这一世,苏小乔既然知道事情会发生,她当然要先一步出手,在萧靖庭落难之时,恰好救他。
雪中送炭的恩情,最容易让人记住。
她身上藏了兵器,皇家马场不宜携带随从,诸多事情皆要自己亲力亲为。
今日的马球赛分为两场,先是贵公子们上场。下半场才轮到贵女比试,故此,苏小乔有的是时间。
算着时辰差不多了,苏小乔去马厩挑了一匹棕色毛发的良驹,趁着所有人都去看男子的马球赛,她朝着马场西面的桦木林策马而去。
林中暖风徐徐,正值暮春,日头正烈,苏小乔骑着马,在林中穿梭。
不久之前,她就发现萧靖庭不见了,近乎笃定他已经来了林中。
皇家马场的这一片桦树林占地极广,最西面还有温泉池子。
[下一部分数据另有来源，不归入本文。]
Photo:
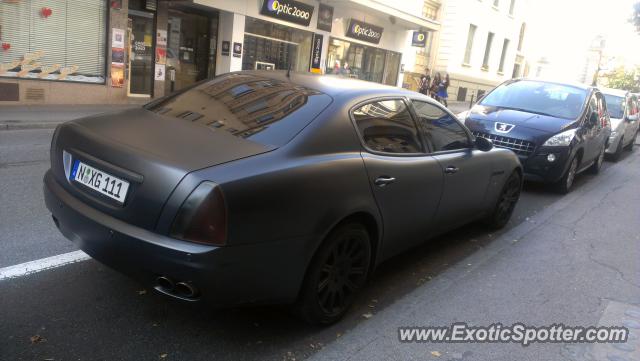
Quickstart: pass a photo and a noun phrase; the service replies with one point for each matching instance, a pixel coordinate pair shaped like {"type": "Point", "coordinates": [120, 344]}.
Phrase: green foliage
{"type": "Point", "coordinates": [622, 79]}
因着是皇家的地盘,平素根本无人踏足,处处都是草木丛生。
直至到了桦木林的最西面,苏小乔才在一处温泉池子旁边看见了一匹雪色良驹。
她跳下马,四处看了看,她很纳闷,明明她都已经够快了,为何萧靖庭比她还要快?!
正寻思着那头老狐狸究竟想作甚,他的声音就从身后传来,“小乔。”
这声音淡极了,像是清泉流过溪石,又若冰玉相击,使人闻之不由自主的心旷神怡。
苏小乔转过身,见萧靖庭衣袖半挽,手中提着一只看似很像灵芝的东西,她更纳闷了,“王爷,你在此处作甚?”
萧靖庭淡淡一笑,“本王路过,你呢?”
苏小乔也莞尔笑过,“巧了,我也是路过。此处不宜久留,我可能迷路了,还请王爷带我回去吧。”
他是来采药?骁王府难道还会缺了他的药不成?真是古怪!
萧靖庭用了布袋将灵芝装好,才慢条斯理的前去温泉池子边洗了手,修长好看的手指拂出水波,动作闲情自得。
就在这时,苏小乔的耳朵微微一动,林间似有动静传来,单是听着声音,就不难辨别出,对方起码有数十人。
果然还是来了!
萧靖庭已经起身,行至苏小乔身侧。
她刚才集中精力留意林中的动作,竟是没有察觉到萧靖庭是怎么突然站在她身边。
苏小乔取出藏在腰上的软剑,长剑出鞘,寒光四射,她一脸严肃,“王爷且站到我身后,一会刀剑无眼,若是伤着王爷可就不好了。”
她其实很想训斥他,没事到处乱跑什么?
可看在萧靖庭俊美无俦的份上,她还是选择算了。
毕竟,她就是要利用这次机会,再卖萧靖庭一个人情。
须臾,数十黑衣人从林中陆续围困了上来,苏小乔看清人数,有些血液澎湃。
她一直勤练武功,但苦于没有机会施展,而且近日内力也提升不少,今天正好验证实力。
黑衣人显然没有料到,会在这里看见苏小乔。
领头人很纳闷,为何他每次带人行刺骁王,苏小乔总会出现?!
苏小乔是他的克星么?!
“骁王爷,今日就是你的死期!受死吧!”开打之前,为首的黑衣人说了一句开场白。不知道为什么,看着这一对容貌过分俊俏的男女,他有点下不了手。
苏小乔做出了攻势,对身侧萧靖庭道:“王爷,请避让!”
萧靖庭眸光微冷,在苏小乔没有看到的时候,眸中杀气腾腾。